I found really weird solution for limit issue, start with small data models, and push without error, then make bigger and push, then again, you'll deploy in 4-5 parts if you have 50-60 models. It's weird but it works! But you'll need to remove stacks on amplify side for push. If this is emergency for you, I'll try to explain detailed

AnilMaktala commented 3 months ago

Workaround: Since function directives are non-destructive, customer can delete all the function directives from the stack and re-add them with stack mapping.

Steps:

  1. Remove the custom mutations and queries that contain a function directive by commenting out the lines in the schema, as shown below, to make them easy to re-add later:

    ```
           # type Mutation {
          #   createEntry(arg: String): String @function(name: "functionName1-${env}")
          #   ...
          # }
    
          # type Query {
          #   calculateTax(...): String @function(name: "calculateTax-${env}")
          #   ...
          # }
    ```
  2. Run amplify push -y and wait for the deployment to complete.
  3. Re-add the queries and mutations with the function directive. (Important: DO NOT initiate the deployment at this time).
  4. Move the resolvers to a custom stack.
    • For example: The logicial ID of the createEntry mutation will be MutationcreateEntryResolver.

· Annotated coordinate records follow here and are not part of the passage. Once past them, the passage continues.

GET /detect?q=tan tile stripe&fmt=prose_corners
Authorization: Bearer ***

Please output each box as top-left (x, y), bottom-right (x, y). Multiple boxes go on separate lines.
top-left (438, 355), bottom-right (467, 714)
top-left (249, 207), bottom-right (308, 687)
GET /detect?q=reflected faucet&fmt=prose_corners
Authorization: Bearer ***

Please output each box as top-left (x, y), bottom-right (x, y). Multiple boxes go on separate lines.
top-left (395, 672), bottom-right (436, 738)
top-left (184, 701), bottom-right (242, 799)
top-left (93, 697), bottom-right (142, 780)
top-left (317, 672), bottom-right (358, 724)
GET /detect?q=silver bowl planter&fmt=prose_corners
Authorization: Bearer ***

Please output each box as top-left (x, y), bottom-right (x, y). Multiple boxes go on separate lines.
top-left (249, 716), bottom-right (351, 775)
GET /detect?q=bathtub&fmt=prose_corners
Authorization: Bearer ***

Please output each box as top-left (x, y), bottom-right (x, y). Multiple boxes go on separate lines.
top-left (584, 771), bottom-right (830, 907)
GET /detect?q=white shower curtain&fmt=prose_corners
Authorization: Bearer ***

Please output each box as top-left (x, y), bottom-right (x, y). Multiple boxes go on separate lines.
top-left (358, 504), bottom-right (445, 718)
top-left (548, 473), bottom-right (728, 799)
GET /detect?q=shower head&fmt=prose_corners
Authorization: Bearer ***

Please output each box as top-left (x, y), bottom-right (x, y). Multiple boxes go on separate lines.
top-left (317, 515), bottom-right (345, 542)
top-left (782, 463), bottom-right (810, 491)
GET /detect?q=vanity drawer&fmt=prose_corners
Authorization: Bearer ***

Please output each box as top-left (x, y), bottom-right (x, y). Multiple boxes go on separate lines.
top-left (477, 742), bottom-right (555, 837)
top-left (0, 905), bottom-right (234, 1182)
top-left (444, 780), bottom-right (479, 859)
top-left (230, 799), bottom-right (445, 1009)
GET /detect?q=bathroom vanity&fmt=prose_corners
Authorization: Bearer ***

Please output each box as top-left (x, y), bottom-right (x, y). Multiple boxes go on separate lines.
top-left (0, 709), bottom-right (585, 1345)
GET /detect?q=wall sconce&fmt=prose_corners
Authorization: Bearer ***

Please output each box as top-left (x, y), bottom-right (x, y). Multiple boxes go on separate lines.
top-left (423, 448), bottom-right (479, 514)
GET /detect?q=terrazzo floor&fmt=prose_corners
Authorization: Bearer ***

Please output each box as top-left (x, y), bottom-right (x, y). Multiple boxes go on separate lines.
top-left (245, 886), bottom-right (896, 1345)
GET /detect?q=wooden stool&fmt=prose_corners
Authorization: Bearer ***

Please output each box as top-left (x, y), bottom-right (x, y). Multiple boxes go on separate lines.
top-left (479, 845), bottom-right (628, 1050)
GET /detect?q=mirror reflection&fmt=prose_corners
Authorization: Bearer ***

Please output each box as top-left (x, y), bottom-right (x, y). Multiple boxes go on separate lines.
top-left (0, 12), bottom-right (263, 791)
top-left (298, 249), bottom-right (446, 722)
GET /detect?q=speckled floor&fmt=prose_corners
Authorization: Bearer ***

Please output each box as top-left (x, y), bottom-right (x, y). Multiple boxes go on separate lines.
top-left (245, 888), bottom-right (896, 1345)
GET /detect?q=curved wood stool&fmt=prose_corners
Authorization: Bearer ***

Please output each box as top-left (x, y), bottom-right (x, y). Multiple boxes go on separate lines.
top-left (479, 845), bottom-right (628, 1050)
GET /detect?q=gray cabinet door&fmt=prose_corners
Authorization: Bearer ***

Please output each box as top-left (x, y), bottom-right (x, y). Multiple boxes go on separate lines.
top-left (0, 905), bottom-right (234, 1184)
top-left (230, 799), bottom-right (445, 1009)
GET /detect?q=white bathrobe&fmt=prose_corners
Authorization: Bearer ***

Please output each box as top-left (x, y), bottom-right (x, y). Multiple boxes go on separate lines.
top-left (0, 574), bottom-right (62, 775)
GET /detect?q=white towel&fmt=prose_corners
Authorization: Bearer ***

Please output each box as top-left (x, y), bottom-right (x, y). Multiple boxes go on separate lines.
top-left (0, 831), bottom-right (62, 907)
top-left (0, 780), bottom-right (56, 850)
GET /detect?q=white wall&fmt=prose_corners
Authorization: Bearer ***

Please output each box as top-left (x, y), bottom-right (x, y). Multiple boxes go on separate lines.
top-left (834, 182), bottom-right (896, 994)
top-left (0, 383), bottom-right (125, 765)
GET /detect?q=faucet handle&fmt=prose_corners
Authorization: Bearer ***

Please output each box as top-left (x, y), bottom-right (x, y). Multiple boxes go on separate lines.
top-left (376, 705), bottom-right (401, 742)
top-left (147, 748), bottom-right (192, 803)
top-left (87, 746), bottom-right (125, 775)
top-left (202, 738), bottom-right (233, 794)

Add this logical ID to the stack mapping in transform.conf.json file. (Important: The logical ID is case sensitive)
    • Map as many resolvers as possible to a new function directive stack.
{

            "Version": 5,
            "ElasticsearchWarning": true,
            "StackMapping": {
            "MutationcreateEntryResolver": "FunctionDirectiveStack1", // Use any meaningful name, it doesn't have to be 'FunctionDirectiveStack1'
            "...": "FunctionDirectiveStack1",
            "...": "FunctionDirectiveStack2",
            }
            } 
  1. Once all the resolvers are mapped to a custom stack, run amplify api gql-compile.
  2. Verify the custom stacks are created and the resolvers exists in the custom stack. The stacks are placed under <project_root>/backend/api/<api_name>/build/stacks directory.
  3. Run amplify push -y and wait for the deployment to be complete. At this point, the deployment should go through successfully and the resolvers should be mapped to a custom stack.